Proteomics. Each group consisted of 3 individual samples, and all 18 samples were analyzed. A total of 622 proteins identified and quantified in both replicates (Supplemental Table I) were processed by PCA, a statistical method designed to alleviate the degree of complexity in high-dimensional data but allowing the retention of trends and patterns (19), which is done by transforming the data into fewer dimensions that act as feature summaries.

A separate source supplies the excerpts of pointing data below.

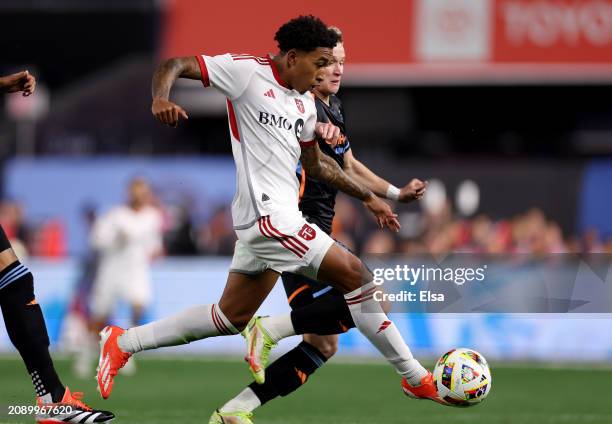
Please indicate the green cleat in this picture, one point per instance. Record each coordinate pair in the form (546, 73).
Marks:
(230, 418)
(259, 345)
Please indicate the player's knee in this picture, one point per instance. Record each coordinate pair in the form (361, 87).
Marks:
(354, 274)
(327, 345)
(386, 306)
(239, 320)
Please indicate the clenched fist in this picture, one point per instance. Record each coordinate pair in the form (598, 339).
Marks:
(167, 112)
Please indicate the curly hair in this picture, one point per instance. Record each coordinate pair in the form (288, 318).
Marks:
(305, 33)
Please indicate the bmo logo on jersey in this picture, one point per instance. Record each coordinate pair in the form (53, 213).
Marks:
(282, 123)
(307, 232)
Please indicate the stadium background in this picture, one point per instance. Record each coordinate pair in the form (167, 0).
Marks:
(504, 105)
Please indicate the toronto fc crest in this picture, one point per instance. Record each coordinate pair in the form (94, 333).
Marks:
(307, 232)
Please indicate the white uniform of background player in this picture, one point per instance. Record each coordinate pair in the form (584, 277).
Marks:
(126, 239)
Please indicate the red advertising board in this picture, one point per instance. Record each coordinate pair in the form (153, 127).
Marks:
(548, 31)
(416, 39)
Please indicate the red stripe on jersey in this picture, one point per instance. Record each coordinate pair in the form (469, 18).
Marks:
(233, 123)
(203, 71)
(244, 56)
(308, 143)
(275, 72)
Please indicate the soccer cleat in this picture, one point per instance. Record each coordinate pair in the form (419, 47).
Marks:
(112, 359)
(425, 390)
(259, 345)
(219, 417)
(70, 410)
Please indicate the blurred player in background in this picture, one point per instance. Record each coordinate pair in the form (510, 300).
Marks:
(24, 320)
(127, 238)
(272, 118)
(317, 200)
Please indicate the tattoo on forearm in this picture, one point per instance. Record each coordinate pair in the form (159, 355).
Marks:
(169, 70)
(325, 169)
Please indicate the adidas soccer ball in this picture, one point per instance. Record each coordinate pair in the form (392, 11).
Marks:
(462, 377)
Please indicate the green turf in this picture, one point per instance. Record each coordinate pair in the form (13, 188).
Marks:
(187, 391)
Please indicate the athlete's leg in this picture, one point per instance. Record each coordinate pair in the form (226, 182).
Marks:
(242, 296)
(25, 323)
(289, 372)
(346, 272)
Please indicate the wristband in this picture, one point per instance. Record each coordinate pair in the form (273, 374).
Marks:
(393, 192)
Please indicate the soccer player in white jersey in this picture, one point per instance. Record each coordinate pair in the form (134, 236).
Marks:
(126, 239)
(317, 310)
(272, 124)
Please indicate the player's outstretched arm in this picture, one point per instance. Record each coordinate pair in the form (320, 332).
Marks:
(414, 190)
(22, 81)
(325, 169)
(165, 75)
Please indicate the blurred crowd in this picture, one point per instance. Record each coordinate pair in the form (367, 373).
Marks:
(423, 231)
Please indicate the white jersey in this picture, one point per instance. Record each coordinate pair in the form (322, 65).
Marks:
(268, 122)
(126, 241)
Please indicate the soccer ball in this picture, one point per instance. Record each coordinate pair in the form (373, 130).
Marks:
(462, 377)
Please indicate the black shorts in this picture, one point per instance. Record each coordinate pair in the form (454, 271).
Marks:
(302, 291)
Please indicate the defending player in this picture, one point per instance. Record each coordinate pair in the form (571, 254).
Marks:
(272, 125)
(25, 323)
(317, 200)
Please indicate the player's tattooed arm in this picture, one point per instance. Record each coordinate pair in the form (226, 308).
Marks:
(414, 190)
(23, 82)
(327, 170)
(165, 75)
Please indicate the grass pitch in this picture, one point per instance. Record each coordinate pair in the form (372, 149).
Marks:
(187, 391)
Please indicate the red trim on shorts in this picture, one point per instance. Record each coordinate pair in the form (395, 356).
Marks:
(275, 72)
(203, 71)
(294, 239)
(232, 117)
(267, 233)
(286, 241)
(308, 143)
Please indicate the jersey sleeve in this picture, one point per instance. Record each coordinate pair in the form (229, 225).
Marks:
(225, 73)
(307, 136)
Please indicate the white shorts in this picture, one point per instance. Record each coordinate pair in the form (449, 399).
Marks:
(283, 243)
(107, 292)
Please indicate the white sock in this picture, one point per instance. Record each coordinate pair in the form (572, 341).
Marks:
(246, 401)
(196, 323)
(373, 323)
(278, 326)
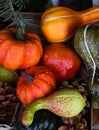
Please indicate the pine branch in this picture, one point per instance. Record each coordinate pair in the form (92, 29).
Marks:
(8, 12)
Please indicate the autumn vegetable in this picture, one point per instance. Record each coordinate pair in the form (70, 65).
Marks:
(36, 82)
(43, 120)
(86, 45)
(8, 76)
(62, 60)
(63, 102)
(14, 53)
(17, 45)
(59, 24)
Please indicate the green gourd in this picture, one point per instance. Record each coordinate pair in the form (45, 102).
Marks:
(86, 44)
(8, 76)
(63, 102)
(43, 120)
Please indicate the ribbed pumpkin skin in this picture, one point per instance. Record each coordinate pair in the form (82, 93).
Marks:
(62, 60)
(86, 44)
(42, 84)
(19, 54)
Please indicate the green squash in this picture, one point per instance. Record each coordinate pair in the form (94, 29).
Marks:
(86, 44)
(43, 120)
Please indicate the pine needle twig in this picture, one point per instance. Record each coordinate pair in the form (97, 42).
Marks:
(9, 13)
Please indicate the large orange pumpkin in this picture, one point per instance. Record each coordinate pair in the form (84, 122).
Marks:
(35, 83)
(19, 54)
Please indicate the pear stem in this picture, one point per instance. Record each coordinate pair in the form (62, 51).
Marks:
(28, 114)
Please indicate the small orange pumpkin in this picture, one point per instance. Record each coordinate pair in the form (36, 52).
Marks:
(59, 23)
(39, 82)
(62, 60)
(19, 54)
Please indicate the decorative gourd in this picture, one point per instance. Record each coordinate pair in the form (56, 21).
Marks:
(8, 76)
(63, 102)
(59, 24)
(19, 53)
(36, 82)
(43, 120)
(62, 60)
(86, 43)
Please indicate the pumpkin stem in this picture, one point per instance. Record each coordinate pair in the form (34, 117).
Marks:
(20, 33)
(29, 78)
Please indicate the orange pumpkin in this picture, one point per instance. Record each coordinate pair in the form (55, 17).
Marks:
(59, 24)
(62, 60)
(39, 82)
(19, 54)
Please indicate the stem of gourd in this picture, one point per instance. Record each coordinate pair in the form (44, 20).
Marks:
(20, 33)
(28, 77)
(28, 114)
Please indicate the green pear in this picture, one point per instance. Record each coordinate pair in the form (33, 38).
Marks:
(63, 102)
(8, 76)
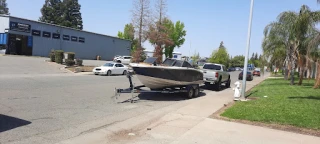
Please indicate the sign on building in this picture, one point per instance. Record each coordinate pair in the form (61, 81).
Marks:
(21, 27)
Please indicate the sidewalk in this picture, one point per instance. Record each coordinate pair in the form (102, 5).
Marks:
(190, 124)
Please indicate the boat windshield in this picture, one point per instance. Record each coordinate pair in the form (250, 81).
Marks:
(108, 65)
(168, 62)
(212, 67)
(150, 60)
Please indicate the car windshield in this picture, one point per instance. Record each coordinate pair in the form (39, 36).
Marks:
(108, 65)
(150, 60)
(212, 67)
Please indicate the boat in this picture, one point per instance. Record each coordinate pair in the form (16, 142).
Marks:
(170, 73)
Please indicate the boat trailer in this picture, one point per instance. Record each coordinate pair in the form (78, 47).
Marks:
(191, 91)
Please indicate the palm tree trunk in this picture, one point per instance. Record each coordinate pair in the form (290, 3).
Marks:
(317, 82)
(301, 71)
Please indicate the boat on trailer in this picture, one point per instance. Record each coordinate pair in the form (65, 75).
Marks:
(171, 76)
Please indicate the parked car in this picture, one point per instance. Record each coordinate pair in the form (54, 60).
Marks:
(215, 75)
(256, 72)
(231, 69)
(111, 68)
(123, 59)
(249, 76)
(115, 57)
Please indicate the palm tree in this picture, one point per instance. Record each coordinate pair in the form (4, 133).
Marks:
(292, 32)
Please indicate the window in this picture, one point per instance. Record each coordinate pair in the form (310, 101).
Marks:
(74, 38)
(46, 34)
(186, 64)
(55, 36)
(81, 39)
(119, 65)
(36, 32)
(212, 67)
(66, 37)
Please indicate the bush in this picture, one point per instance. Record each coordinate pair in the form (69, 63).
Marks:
(71, 55)
(79, 62)
(58, 56)
(52, 56)
(69, 62)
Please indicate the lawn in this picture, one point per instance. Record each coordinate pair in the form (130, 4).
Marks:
(285, 104)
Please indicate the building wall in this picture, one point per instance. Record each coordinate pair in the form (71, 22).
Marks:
(95, 44)
(4, 23)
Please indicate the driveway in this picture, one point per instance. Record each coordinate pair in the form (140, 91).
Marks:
(40, 103)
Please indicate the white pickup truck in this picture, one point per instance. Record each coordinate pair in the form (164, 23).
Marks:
(215, 75)
(123, 59)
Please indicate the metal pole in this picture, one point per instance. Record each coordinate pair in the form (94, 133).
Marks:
(245, 69)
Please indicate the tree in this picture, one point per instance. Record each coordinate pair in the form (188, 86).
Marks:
(220, 55)
(256, 56)
(128, 34)
(291, 32)
(4, 7)
(177, 35)
(71, 14)
(140, 21)
(158, 34)
(52, 12)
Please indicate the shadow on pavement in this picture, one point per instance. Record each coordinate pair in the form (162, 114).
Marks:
(8, 123)
(160, 97)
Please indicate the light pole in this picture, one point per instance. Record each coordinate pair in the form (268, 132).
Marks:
(245, 69)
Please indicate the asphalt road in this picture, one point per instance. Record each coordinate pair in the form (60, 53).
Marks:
(47, 105)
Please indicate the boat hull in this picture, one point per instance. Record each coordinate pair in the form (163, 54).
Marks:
(158, 77)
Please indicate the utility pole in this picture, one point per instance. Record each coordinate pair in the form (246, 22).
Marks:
(245, 69)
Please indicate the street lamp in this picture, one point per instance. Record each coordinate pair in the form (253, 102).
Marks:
(245, 69)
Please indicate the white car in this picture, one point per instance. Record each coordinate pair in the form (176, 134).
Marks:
(111, 68)
(123, 59)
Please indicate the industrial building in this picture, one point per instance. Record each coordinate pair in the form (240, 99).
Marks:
(20, 36)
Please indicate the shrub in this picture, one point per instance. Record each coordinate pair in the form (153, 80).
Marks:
(52, 56)
(69, 62)
(71, 55)
(79, 62)
(58, 56)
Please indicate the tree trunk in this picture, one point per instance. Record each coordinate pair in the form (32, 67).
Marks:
(317, 82)
(301, 70)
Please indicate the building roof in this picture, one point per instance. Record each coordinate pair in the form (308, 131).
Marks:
(2, 15)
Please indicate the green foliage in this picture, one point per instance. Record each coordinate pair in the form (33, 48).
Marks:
(52, 12)
(237, 61)
(58, 56)
(176, 34)
(220, 55)
(128, 34)
(4, 7)
(65, 13)
(70, 62)
(70, 55)
(289, 105)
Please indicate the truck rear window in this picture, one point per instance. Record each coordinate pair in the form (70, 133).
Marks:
(212, 67)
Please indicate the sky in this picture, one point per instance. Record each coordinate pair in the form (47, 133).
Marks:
(207, 22)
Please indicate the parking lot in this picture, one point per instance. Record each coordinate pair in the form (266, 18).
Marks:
(43, 103)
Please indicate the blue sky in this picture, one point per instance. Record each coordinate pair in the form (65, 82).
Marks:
(208, 22)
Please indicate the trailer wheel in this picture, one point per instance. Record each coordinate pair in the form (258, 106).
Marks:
(190, 92)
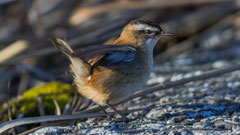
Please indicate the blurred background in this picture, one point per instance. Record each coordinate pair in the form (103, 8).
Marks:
(27, 57)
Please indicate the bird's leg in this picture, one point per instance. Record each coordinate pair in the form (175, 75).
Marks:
(124, 117)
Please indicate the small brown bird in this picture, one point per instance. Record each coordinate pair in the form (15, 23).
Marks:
(114, 76)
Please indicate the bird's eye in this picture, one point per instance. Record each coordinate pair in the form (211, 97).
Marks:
(149, 32)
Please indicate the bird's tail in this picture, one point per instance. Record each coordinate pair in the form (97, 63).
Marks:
(80, 68)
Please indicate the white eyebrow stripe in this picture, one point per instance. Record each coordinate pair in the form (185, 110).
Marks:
(145, 27)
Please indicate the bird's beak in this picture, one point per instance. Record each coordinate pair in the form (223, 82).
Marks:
(167, 33)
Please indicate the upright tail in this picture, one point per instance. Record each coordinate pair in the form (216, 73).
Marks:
(81, 69)
(63, 47)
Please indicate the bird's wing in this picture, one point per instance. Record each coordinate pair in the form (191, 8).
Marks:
(113, 59)
(105, 54)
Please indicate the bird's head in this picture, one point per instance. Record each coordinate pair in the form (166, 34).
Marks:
(142, 33)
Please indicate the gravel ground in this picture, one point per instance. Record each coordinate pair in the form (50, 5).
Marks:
(209, 106)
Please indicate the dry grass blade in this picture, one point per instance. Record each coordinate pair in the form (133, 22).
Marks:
(83, 41)
(17, 122)
(12, 50)
(58, 111)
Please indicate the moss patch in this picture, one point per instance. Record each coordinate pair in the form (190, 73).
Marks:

According to PCA results, the component scores of spectra were plotted for Dimension 2 (Dim2; Y-axis) and Dimension 1 (Dim1; X-axis). In PCA, the projections indicated the separation of the control group (non-cancerous, HPV-negative cervical tissue) from the other groups (HPV+, cervical cancer tissue). SqMD16 and SqPD16 tended to be close and SqMD31 and SdMD18 suggested certain tumor proteins in common. In addition, the highest correlation among all CC analyzed groups was observed between SqMD16 and SqPD16 samples, suggesting HPV16 contribution was similar in moderately differentiated SCC samples and SCC poorly differentiated. Finally, we discovered a pronounced difference between SCC (SqPD16, SqMD16, SqMD31 and SqMD18) and CAD proteomic profile, which highlights the differences at the proteome level between SCC and CAD (Figure 2). The proteins obtained from the PCA analysis were also classified according to gene ontology (GO)-biological process (BP) classification. The BP analysis showed that 25% of the proteins identified and quantified belong to the exocytosis pathway (regulated exocytosis and exocytosis). Protein binding was the most predominant category for proteins in the molecular function classification, followed by structural molecule activity. For cell component classification proteins identified in CC, more than a half of the classified proteins were related to vesicle and extracellular space components (Figure 3). Next, PCA was used to estimate the similarity between them. Statically significant proteins were retrieved over (1.9) or below (–1.9) fold-change compared to control. Also SET was completed to visualize up-regulated and down-regulated proteins in CC multi-set intersections. Results are shown in Figure 4 and Table I. CAD showed a more specific proteomic pattern compared to SCC and CC. Out of 622 proteins, 597 were included in GSEA, considering only those collapsed in the analysis software data set.

Figure 2.
Figure 2.

The biplot gives an indication about clustering and trends present in the protein profiles. Scores of similar cervical cancer (CC) pools will tend to form clusters whereas dissimilar samples will be located at greater mutual distances. The results demonstrate that SCC protein profiles constitute a cluster; SqMD31 and SqMD18 are closer relatives than SqMD16 and SqPD16 although they both belong to SCC profile. AdMD16 is located at a larger distance from the rest of CC groups. Control is located near 10 over the dimension 2 (Dim2) axis, far from the CC groups.

Figure 3.
Figure 3.

A total of 622 proteins identified and quantified by isobaric tags for relative and absolute quantitation (ITRAQ) were grouped according to gene ontology classification by biological process. Regulated exocytosis and exocytosis together accounted for 25% of total classification. CC, Cervical cancer.

Figure 4.
Figure 4.

SuperExactTest (SET) was used to establish multi-set intersections among CC analysis sets, for up-regulated (UR) and down-regulated (DR) proteins. A total of 17 UR and 10 DR proteins were common in all the three analysis sets (CC, SCC and CAD). The color intensity of the bars represents the p-value significance of the intersections. CC, Cervical cancer; SCC, squamous cell cancer; CAD, cervical adenocarcinoma.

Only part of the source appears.